S P Setia Bhd (May 12, RM3.63)

Maintain hold with a target price of RM3.50: Despite S P Setia Bhd’s diversified product offerings to cater to various target markets, the relatively challenging property market in Malaysia and London may weigh on its new property sales.

We believe slow property sales are the new norm going forward, which will result in subdued earnings growth prospects.

S P Setia achieved RM3.82 billion sales in the financial year ended Dec 31, 2016 (FY16), exceeding its FY16 sales target of RM3.5 billion (revised earlier from RM4 billion), thanks to strong demand from Malaysian projects. Nevertheless, this was S P Setia’s lowest sales since FY12. Also, sales of the Battersea Power Station project in London, which contributed 46% of its RM7.8 billion unbilled sales (as at end of March 2017), have slowed down considerably in the aftermath of Brexit. Overseas unbilled sales have been on a declining trend after the completion of several projects in Singapore, Australia and London. Weaker sales replenishment thereafter could pose downside risk to earnings. S P Setia’s sales will be mainly driven by township developments in Malaysia, which remain well received as the group focuses on launching more affordable and mid-range housing.

S P Setia reported earnings of RM105 million (-75% quarter-on-quarter) for the first quarter ended March 31, 2017 (1QFY17), accounting for 13%/14% of our/consensus estimates. The seemingly weak 1QFY17 earnings were due to the minimal contribution from Battersea Power Station phase 1 project, which only delivered one block of residential unit during the quarter, and there are still nine residential blocks to be delivered by September 2017. Therefore, 1QFY17 results were deemed in line given the much-improved results expected in the subsequent quarters. S P Setia achieved RM427 million sales in 1QFY17, of which 82% came from Malaysian projects in the central region. The seasonally slow sales were within expectations given the shorter working period in 1QFY17 due to festivities.

S P Setia has a strong launch pipeline for the remainder of FY17, which will help contribute to its FY17 sales target of RM4 billion. Some of the key projects to be launched include KL Eco City (RM615 million gross development value [GDV]), Setia Sky Seputeh (RM478 million GDV) and Australian projects worth RM1.65 billion GDV. Its strategy to launch more mid-priced-range products for its township developments bodes well for its sales given the strong demand for lifestyle landed properties with good infrastructure and amenities.
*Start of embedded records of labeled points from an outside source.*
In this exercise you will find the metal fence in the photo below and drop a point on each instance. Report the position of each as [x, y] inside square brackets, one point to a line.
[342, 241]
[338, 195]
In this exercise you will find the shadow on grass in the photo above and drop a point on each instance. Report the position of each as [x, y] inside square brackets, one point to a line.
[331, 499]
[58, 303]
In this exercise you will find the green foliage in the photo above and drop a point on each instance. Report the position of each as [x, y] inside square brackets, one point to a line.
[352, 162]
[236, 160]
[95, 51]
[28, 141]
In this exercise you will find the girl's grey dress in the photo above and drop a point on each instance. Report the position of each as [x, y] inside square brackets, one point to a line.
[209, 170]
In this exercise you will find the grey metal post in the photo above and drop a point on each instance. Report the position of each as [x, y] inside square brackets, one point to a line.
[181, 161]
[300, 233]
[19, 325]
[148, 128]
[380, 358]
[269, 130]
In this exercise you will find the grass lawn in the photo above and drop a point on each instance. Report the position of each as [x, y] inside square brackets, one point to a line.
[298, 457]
Its earnings visibility remains healthy with RM7.8 billion unbilled sales, which will underpin its earnings over the next two years. Nevertheless, we notice that its overseas unbilled sales, which account for 48% of the total, have been on a declining trend due to weaker replenishment and they are set to drop further after the delivery of Battersea Power Station phase 1. Therefore, strong domestic sales will be critical to sustain its earnings growth. Its balance sheet remains healthy with net gearing at 19% as at end of March 2017. The group still has ample room to gear up for major land-bank acquisition should there be any attractive opportunity. Nevertheless, S P Setia boasts a vast land bank of 5,141 acres (2,080ha) worth RM76 billion GDV, which will generate revenue for decades.
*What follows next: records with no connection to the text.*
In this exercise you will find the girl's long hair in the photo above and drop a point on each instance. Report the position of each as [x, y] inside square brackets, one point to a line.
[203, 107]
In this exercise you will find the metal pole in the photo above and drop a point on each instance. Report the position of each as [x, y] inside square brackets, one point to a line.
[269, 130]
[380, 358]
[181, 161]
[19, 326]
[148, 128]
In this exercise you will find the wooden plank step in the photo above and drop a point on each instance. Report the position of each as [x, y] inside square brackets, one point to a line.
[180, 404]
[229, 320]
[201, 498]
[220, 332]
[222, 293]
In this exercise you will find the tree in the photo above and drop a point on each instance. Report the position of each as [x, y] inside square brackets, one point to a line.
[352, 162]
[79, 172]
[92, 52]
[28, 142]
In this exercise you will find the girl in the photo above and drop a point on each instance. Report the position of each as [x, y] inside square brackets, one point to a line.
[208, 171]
Strong property sales from its township developments could reinforce investor confidence with regard to S P Setia’s ability to weather the downturn in the property sector. This is critical for maintaining its earnings momentum going forward given the challenging property market outlook. The relatively soft property market could lead to weaker sales. Nevertheless, S P Setia’s focus on township development will make it less vulnerable to the weaker sentiment, judging by the strong demand for its recent launches. — AllianceDBS Research, May 12

This article first appeared in The Edge Financial Daily, on May 15, 2017.